O próximo capítulo será a privacidade. Blockchains públicos atuais são pseudônimos, mas rastreáveis. Avanços em provas de conhecimento zero (ZKP)—como Zcash, Monero—tornam possíveis transações totalmente anônimas.
Quando um sistema global de stablecoin se fundir à privacidade aprimorada, autoridades fiscais enfrentarão um desafio extremo: uma “caixa-preta” em que não se consegue identificar partes nem renda. É o ápice da desregulação: se o Estado não pode tributar, não pode regular ou prover bens públicos.

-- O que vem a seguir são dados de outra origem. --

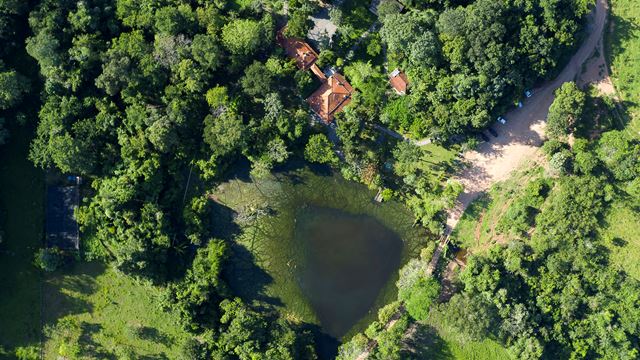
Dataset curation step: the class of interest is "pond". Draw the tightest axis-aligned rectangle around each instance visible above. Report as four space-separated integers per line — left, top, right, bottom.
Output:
295 206 403 338
213 166 427 348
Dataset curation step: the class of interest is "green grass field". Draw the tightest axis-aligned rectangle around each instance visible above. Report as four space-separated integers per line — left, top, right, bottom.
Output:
0 123 44 358
43 263 186 359
607 0 640 136
419 144 457 176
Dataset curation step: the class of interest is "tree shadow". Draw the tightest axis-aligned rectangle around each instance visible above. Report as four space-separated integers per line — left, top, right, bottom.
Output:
43 262 106 325
223 241 283 306
140 326 174 347
80 322 117 360
300 323 340 360
210 201 241 241
403 323 453 360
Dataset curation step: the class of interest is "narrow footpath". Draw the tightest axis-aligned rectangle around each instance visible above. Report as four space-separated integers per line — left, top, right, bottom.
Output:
357 0 609 360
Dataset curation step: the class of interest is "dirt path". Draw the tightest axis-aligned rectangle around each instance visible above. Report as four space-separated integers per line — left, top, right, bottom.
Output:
357 0 609 360
446 0 608 234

A Revolução Francesa substituiu a soberania do monarca pela nacional, mas a lógica territorial persistiu. A revolução das stablecoins dissolve essa lógica, trocando “soberania territorial nacional” por “soberania de rede” e “soberania individual”. Não é mera troca de poder, mas descentralização e desnacionalização total. A mudança de paradigma é pelo menos tão profunda quanto a da Revolução Francesa. Estamos na aurora de uma nova ordem, que dará liberdade inédita ao indivíduo—mas também trará caos e desafios imprevisíveis.